If your goal is the manufacturing/process scope, these are common claim/description patterns to look for:
- “A process for preparing [delgocitinib or an intermediate]…”
- “A method of producing…”
- Stepwise reaction language (e.g., “react,” “combine,” “stir,” “heat,” “filter,” “purify,” “crystallize”)
- Specific intermediates or example numbers tied to reaction schemes
Using “Ctrl+F” (or the Google Patents search within the document) with chemical-structure synonyms or intermediate names found in the examples often works better than only searching for “process.”
Can I use the patent family links on Google Patents to find related continuations or national filings?
Yes. Google Patents usually shows “Family members.” That can surface:
- Related national phase applications (EP, US, etc.)

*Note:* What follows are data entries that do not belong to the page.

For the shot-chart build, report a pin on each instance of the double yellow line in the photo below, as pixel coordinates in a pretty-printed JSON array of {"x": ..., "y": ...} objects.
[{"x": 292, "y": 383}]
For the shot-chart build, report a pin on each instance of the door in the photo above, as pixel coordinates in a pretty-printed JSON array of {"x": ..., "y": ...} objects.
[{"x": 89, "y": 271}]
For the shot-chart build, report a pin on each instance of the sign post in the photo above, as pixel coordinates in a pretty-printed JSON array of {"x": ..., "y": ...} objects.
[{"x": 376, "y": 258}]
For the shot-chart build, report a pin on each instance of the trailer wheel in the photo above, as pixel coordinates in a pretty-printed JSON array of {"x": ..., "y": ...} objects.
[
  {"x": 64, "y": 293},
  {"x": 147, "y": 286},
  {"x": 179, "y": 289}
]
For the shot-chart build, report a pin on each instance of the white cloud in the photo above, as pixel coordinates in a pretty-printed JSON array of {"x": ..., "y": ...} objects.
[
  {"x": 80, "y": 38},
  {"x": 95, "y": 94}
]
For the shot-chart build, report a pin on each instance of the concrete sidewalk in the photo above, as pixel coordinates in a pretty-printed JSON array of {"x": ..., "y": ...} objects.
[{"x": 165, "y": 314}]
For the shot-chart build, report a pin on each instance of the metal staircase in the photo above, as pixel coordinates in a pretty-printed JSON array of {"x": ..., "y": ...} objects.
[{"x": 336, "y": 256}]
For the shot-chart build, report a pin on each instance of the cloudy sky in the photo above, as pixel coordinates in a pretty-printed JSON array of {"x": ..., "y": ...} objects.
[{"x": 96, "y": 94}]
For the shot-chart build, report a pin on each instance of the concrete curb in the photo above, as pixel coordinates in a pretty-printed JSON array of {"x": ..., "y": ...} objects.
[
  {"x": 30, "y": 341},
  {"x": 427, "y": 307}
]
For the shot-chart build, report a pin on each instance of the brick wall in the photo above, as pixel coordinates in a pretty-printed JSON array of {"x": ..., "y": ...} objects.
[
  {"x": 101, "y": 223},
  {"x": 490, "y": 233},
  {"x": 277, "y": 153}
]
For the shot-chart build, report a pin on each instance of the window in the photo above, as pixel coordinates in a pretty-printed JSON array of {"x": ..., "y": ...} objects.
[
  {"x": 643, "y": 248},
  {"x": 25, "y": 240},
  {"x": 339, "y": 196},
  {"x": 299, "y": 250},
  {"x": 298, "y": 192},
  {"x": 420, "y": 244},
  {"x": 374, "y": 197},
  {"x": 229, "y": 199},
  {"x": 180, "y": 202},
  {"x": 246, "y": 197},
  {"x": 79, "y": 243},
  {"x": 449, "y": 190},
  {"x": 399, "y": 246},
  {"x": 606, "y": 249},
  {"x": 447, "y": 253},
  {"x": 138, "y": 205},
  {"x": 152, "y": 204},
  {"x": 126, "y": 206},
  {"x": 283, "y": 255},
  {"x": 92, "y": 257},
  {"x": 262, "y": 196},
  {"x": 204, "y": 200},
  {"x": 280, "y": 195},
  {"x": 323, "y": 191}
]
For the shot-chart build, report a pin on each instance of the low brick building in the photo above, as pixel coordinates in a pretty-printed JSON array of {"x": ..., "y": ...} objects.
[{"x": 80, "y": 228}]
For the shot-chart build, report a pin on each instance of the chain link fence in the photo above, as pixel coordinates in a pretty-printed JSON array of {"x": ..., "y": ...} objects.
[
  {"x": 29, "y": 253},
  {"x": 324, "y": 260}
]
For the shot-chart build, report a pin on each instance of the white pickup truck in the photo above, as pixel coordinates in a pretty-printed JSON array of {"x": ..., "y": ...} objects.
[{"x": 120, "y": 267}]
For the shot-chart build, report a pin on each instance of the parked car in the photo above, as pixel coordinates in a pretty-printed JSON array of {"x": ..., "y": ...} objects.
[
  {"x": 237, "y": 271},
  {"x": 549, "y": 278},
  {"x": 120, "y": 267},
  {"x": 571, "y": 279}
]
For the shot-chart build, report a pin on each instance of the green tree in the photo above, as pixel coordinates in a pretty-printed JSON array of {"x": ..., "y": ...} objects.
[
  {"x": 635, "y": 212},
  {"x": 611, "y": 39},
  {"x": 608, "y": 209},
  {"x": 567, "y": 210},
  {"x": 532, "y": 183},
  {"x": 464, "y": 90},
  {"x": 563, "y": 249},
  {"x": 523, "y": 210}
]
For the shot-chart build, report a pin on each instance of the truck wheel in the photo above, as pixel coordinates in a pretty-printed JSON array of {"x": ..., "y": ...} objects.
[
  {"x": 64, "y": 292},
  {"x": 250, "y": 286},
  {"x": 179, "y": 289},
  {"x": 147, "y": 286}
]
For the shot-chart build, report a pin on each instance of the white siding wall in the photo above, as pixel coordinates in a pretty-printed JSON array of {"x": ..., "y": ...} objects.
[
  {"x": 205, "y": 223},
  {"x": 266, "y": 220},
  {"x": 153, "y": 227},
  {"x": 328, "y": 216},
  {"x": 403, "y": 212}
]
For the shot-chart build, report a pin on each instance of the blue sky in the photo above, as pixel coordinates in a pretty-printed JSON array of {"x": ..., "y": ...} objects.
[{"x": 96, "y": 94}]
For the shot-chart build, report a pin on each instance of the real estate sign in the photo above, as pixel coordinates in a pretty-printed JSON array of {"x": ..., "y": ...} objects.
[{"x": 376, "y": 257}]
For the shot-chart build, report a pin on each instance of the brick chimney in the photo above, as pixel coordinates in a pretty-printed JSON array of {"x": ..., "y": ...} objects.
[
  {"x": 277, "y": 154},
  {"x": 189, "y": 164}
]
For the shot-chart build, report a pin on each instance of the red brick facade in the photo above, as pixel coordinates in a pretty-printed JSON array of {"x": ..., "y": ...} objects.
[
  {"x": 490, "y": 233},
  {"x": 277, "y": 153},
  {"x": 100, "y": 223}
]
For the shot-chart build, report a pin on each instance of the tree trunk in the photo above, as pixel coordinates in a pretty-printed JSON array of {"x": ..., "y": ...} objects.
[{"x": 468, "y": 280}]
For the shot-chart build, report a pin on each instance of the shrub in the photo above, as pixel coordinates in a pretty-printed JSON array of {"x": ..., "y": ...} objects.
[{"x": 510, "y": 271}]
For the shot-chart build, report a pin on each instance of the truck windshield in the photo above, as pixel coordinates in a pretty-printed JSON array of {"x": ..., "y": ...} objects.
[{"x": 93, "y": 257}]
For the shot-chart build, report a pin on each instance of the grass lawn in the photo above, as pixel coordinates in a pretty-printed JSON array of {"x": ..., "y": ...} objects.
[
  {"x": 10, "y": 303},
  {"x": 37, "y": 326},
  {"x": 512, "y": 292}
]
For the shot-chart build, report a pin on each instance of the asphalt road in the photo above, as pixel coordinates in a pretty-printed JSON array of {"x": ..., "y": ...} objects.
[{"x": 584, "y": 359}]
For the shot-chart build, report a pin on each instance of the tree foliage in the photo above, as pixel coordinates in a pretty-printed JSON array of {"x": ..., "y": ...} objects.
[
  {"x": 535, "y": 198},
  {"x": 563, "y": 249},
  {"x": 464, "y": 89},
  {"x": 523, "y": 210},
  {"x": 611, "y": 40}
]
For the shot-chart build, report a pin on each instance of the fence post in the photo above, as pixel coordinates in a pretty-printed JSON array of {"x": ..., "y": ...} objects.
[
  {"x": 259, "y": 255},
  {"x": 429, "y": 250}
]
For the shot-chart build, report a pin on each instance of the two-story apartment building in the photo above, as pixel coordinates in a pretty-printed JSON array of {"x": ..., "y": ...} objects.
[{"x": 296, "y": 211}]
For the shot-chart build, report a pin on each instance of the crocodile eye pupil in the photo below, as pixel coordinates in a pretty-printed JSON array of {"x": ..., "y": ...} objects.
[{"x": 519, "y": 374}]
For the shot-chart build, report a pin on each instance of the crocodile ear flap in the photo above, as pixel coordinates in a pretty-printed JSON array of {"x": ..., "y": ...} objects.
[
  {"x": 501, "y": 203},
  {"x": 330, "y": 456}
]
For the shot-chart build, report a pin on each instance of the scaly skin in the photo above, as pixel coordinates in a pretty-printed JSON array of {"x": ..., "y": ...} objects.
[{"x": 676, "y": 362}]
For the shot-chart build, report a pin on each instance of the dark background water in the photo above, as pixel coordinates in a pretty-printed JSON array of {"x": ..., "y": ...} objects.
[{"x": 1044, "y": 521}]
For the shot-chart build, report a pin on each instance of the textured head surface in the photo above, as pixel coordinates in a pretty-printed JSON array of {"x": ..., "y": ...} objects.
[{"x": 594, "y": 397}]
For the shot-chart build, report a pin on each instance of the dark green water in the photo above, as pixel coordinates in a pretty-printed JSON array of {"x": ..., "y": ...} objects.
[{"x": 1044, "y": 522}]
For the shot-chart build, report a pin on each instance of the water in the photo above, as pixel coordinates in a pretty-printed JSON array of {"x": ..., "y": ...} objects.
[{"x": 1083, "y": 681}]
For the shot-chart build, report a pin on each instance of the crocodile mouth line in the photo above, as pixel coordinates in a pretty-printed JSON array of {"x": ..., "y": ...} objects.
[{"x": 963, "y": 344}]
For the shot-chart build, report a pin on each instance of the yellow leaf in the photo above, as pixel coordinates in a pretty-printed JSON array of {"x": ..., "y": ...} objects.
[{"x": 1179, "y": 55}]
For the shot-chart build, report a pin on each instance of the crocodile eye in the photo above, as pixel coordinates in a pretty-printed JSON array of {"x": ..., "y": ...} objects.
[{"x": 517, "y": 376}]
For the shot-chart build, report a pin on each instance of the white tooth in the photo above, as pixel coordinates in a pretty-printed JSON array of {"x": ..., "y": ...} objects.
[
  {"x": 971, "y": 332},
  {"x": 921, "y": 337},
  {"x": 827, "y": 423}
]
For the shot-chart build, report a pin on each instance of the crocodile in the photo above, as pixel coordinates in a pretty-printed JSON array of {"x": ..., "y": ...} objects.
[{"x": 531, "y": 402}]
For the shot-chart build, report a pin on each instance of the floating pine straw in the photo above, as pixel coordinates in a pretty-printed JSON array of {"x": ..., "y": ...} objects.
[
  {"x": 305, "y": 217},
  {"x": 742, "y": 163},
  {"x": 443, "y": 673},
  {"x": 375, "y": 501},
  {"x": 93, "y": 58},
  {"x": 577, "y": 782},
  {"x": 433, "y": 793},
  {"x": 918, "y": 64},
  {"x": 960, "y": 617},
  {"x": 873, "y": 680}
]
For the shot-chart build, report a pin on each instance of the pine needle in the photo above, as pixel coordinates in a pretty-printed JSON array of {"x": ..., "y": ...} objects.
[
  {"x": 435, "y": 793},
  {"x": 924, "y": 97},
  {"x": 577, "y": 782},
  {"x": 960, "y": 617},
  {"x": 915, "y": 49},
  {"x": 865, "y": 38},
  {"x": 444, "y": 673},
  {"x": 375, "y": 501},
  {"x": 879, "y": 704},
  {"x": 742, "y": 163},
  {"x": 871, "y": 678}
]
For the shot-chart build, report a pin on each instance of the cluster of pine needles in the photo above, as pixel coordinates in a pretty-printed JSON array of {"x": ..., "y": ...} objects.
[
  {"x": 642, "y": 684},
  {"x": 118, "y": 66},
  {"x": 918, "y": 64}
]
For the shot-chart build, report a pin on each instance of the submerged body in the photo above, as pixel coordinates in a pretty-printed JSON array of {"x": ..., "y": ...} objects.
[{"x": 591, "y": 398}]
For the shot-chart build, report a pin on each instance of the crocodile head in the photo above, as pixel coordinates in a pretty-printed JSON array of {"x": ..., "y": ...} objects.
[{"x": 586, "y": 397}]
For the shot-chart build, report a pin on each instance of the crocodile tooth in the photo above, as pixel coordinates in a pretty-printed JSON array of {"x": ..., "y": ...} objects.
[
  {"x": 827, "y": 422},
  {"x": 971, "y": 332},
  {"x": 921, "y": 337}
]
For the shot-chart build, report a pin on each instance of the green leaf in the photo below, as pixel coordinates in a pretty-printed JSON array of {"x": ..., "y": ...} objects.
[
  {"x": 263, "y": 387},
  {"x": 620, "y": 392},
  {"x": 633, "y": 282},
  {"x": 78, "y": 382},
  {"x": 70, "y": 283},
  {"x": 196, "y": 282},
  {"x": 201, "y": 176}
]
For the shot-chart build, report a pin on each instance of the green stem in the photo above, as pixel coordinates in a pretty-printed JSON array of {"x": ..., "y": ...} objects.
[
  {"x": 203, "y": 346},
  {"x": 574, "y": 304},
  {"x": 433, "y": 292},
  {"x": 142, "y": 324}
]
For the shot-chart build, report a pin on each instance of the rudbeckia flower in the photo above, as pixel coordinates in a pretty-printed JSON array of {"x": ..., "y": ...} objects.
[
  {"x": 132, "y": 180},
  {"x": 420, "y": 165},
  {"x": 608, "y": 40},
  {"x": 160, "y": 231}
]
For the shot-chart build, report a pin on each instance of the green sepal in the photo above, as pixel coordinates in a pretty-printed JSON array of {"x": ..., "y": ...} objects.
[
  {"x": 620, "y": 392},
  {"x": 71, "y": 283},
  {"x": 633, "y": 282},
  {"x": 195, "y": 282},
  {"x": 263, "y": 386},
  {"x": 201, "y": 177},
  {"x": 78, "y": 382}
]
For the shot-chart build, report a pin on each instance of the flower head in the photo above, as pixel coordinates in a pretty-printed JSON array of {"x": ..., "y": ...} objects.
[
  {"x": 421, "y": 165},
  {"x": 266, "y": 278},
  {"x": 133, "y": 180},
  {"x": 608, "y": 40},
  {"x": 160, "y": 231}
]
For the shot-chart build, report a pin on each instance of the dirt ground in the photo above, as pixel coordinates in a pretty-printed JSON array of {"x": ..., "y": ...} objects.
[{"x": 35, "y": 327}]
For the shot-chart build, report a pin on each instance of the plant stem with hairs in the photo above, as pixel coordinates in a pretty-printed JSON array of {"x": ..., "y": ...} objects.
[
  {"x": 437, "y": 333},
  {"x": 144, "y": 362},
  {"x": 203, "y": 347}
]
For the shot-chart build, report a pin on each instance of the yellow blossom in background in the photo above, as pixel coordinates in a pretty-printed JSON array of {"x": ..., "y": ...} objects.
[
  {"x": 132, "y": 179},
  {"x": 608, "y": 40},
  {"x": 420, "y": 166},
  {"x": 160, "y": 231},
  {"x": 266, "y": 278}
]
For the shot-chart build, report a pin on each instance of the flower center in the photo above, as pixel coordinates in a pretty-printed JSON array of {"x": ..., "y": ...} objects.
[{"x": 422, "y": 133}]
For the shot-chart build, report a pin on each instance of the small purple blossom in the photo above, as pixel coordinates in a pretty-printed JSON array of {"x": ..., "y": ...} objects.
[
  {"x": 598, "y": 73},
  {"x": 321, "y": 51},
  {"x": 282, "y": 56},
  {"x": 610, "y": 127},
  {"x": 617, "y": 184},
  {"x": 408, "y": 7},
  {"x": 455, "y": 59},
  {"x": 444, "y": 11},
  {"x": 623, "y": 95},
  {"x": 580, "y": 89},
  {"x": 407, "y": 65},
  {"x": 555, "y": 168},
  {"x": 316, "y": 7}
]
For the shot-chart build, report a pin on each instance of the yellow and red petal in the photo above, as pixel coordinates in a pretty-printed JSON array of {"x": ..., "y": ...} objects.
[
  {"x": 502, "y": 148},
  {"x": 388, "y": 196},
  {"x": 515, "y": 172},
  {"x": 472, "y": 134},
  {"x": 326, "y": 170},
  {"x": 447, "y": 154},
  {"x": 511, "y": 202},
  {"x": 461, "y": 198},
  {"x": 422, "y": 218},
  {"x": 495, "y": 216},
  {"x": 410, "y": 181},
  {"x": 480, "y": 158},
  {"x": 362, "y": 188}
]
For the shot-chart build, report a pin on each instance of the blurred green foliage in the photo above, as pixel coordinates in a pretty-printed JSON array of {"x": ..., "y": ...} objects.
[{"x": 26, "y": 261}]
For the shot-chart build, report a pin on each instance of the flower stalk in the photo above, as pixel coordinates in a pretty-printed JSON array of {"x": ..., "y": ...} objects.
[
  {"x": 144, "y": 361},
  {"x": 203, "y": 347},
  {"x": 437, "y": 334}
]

- Continuations or divisionals with overlapping subject matter
- Later publications that may have narrower or broader process claims
If you’re tracking enforcement or freedom-to-operate for a specific process, the family links are often the most useful place to check for the same invention across jurisdictions.
If you share what you want (compound synthesis vs. formulation vs. purification), I can narrow it down
“Process patent” can mean different things for drug-related filings: chemical synthesis, purification, polymorph/crystal formation, formulation, or manufacturing workflow. If you paste the title from the Google Patents page for WO2018117152 (or the first independent claim text), I can tell you whether it is actually a process/manufacturing claim and what the process scope covers.